I’ve used Chrome as my default browser for…well, a long time. I’ve not even questioned it until the beginning of last year, when I thought it started getting really slow and consumed way too much RAM. After some light investigation, I decided to look at some alternatives. I never liked Firefox, so I quickly started it, and realized I still don’t like it. Then I started searching for what I could use.

I searched for the most popular browsers for my distro, added some filters to my search, and suddenly I was faced with three distinct choices: Brave, Vivaldi, and Midori. I quickly removed Brave from the list as it’s no longer being developed. Sure, it will have some security updates coming, but no new versions are in the pipeline.
I’ve tried Midori before, but something about it rubs me the wrong way. I am, however, a pretty open guy, so I thought I’d install and try it again. It’s been a hot minute (four years, to be honest) since the last time. While it has become significantly better since I last tested it, it still felt like it gave me some mental rashes, so out it went again.
This left me trying Vivaldi. I was sceptical. Real sceptical. As much as I’ll try new stuff, I also like when shit looks and works the same as it always has. Vivaldi was selling vertical tabs as standard. I’ve tried a couple of browsers with vertical tabs, but I’ve really never understood the hype. Until now.
Since then, I’ve become one of those people.
You know the type. The annoying ones who keep bringing up vertical tabs in conversations where nobody asked. The people who start sentences with ”once you get used to it…” and then proceed to explain browser ergonomics like they’ve discovered fire.
The worst part is that they’re right.
The thing nobody tells you about vertical tabs is that they don’t really solve a browser problem. They solve a modern internet problem.
Back when I had six or seven tabs open at a time, horizontal tabs worked perfectly fine. The tab bar sat at the top, showed me what was open, and life moved on. Then somewhere along the way, the internet turned into a collection of rabbit holes. A few Google searches became twenty tabs. A YouTube video became five comparison articles. Researching one thing somehow opened three entirely unrelated subjects because my brain spotted something shiny along the way.
Suddenly, thirty tabs weren’t unusual anymore. Horizontal tabs handle this about as gracefully as a shopping cart handles Formula 1 racing.
As more tabs pile up, they start shrinking. Titles disappear. Favicons become microscopic. Eventually, you’re playing a game of browser roulette where every tab looks identical and clicking the right one becomes more luck than skill.

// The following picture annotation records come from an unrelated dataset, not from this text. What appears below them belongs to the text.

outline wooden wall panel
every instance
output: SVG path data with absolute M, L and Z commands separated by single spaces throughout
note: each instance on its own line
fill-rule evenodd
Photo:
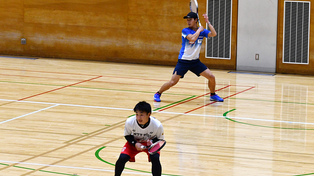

Vertical tabs don’t have that problem.
Instead of squeezing tabs into a space that never gets bigger, they use the one thing modern displays have an abundance of: horizontal space. Most websites still behave like it’s 2008 and leave giant empty margins on both sides of the screen. Vertical tabs simply move into that unused real estate and make it useful.
It sounds almost insultingly simple. And it works ridiculously well.
What surprised me wasn’t that I could see more tabs. What surprised me was that I started organizing them. Vivaldi lets you create tab stacks, workspaces, and all sorts of browser wizardry that I fully expected to ignore. Instead, I found myself separating research from entertainment, work from personal browsing, and ongoing projects from random internet nonsense.
Apparently, my brain likes order. Who knew?
The other thing Vivaldi got right was that it didn’t force me to change everything at once.
It actually took me a couple of months to set Vivaldi up, exactly how I like and want it. I actually read guides, installed extensions (you can use Chrome extensions), and tinkered about. It was amazing to see how much you can actually change and make your own. I was recently approached in public by a person asking me about my browser, as they’ve seen me working at a cafe. Apparently, it looks cool(!)
A week turned into a month. A month turned into six. Before I knew it, Chrome wasn’t my default browser anymore. In fact, Chrome is installed, but I never even start it anymore.
I might even uninstall it.
I never set out to replace Chrome. I wasn’t angry at Google. I wasn’t on a privacy crusade. I wasn’t trying to make a statement. I was just looking for something that felt a little faster and a little less bloated.
What I found was a browser that fit how I actually use the internet in 2026.
And yes, before anyone asks, I still think vertical tabs sounded stupid when I first heard about them. But damn, they’re a game-changer.
Some lessons have to be learned the hard way.